By the end of the day, 9,233 ballots were cast in the Democratic primary; 2,914 in the Republican, said Harris County Clerk's spokesman Hector de Leon. First-day totals for early voting in the 2004 presidential primary totaled 849 in the Democratic contests and 678 in the Republican.

Note that in 2004, the entire cumulative total of the Democratic early vote in Harris County was 18,234; add in absentee ballots and it's 21,907. We may surpass that total tomorrow, on Day Two. That's outrageous.

A little back-of-the-envelope math: At this rate, about 100,000 people will vote early in the Democratic primary in Harris County. That's almost surely an underestimate, as early vote totals tend to rise towards the end of the period, but let's be conservative. Going by 2004 and 2006 results, the early vote is about 30% of the final tally. Let's be conservative again and say it'll be 40% this time, as there's been a pretty steady message of "Vote Early!" from party officials and us bloggers and whatnot. That pegs Harris County's early vote total at 250,000. From a turnout projection done a few months ago for Rick Noriega that I saw recently, Harris County will likely be about 17% of the statewide Democratic total for the primary. That puts the statewide total at about 1.5 million.
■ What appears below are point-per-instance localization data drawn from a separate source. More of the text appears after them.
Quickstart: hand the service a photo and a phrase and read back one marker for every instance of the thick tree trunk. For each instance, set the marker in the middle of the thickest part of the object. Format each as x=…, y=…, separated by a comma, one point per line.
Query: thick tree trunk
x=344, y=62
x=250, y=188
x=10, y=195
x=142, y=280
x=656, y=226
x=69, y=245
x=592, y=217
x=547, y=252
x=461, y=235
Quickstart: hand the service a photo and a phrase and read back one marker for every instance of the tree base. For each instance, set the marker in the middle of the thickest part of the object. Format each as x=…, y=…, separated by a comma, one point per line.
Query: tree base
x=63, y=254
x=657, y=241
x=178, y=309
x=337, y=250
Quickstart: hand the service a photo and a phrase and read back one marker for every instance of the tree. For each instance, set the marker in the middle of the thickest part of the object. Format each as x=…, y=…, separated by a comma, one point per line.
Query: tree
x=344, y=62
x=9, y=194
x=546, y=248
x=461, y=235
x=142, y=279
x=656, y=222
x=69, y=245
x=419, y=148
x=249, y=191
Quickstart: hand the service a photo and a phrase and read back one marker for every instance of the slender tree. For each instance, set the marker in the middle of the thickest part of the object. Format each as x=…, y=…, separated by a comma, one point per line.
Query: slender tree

To put that into perspective, the 2004 Democratic Presidential primary turnout was 839,000. In 2000, it was 787,000. In 1996, 921,000. You have to go back to 1992 for an equivalent turnout, which was 1.48 million.

Finally, note that state Democratic officials were throwing around the number 1.8 million earlier this week. That total was last achieved in 1988, which coincidentally was the last time the Texas primary mattered. I thought that number was too high when I first heard it, but now not so much. And it could still be higher. Wow.

Oh, and it's not just Harris:

Turnout was also brisk in the suburbs, including Fort Bend County, where 1,697 ballots were cast in the Democratic primary and 944 in the Republican.

It's a beautiful thing to see those Democratic numbers next to the Republican ones, isn't it? I don't know how predictive this will be of November totals, but I don't care at this point. I'm enjoying the moment. I just hope that this doesn't mess things up in FBC. Great timing, wouldn't you say? Thanks to Juanita for the link.

Posted by Charles Kuffner on February 20, 2008 to Election 2008

1.8 million sounds low to me.

I've been looking at "votes per CD" in various primaries.

South Carolina: 90,000+
Georgia: 80,000
Alabama: 75,000
Califonia: 75,000
Massachusetts: 120,000
New York: 60,000 (??)
Arizona: 400,000 (McCain's on the ballot).
Wisconsin: 140,000
Maryland: 90,000
Virginia: 90,000

Bush's margin in Alabama was about what it is in Texas. So, I think 75,000 is plausible, meaning you'd get about 2.3 million voters.

By the way, I'm fairly certain the Obama campaign can contact in person every voter they need in Texas. You'd need about 2000 volunteers per day to hit 50 doors. For Super Tuesday, the Obama camp had 15,000 "super volunteers", so if you can get a third of them to fly to Texas and put them up (total cost: $3 million?), you can do it.